Well I often hear from fellow femoids
If your a femoid, why are you posting in this thread? If you are a man, you should rarely listen to what foids say on dating advice. If you want to be in a relationship with a woman. be up front about it, and accept the outcome either way. Don't try to "work" your way to her liking you. If she can't see herself fucking you in the first minute of meeting you, she'll never will. That's how they work.
 
If your a femoid, why are you posting in this thread?
Sorry, retarded use of English. I meant "fellow" as in "friends" not "same-sex".
If you are a man, you should rarely listen to what foids say on dating advice. If you want to be in a relationship with a woman. be up front about it, and accept the outcome either way. Don't try to "work" your way to her liking you. If she can't see herself fucking you in the first minute of meeting you, she'll never will. That's how they work.

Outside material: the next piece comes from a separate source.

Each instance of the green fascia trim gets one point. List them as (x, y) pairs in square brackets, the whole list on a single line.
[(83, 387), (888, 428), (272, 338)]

Then why we have dudes giving into all kinds of advice? Not exclusively from women but from other men who seem to try and scheme out all kinds of conversational tactics and what not? Because me myself I can't trust these and would rather go straight to the point.
 
Then why we have dudes giving into all kinds of advice? Not exclusively from women but from other men who seem to try and scheme out all kinds of conversational tactics and what not? Because me myself I can't trust these and would rather go straight to the point.
People (both men and women) want love, and when you want something really bad, you're willing to do anything to get it. Some guys just fear their crush will reject them, and will avoid directness as an attempt to avoid that rejection. You got to accept sometimes good people give terrible advice.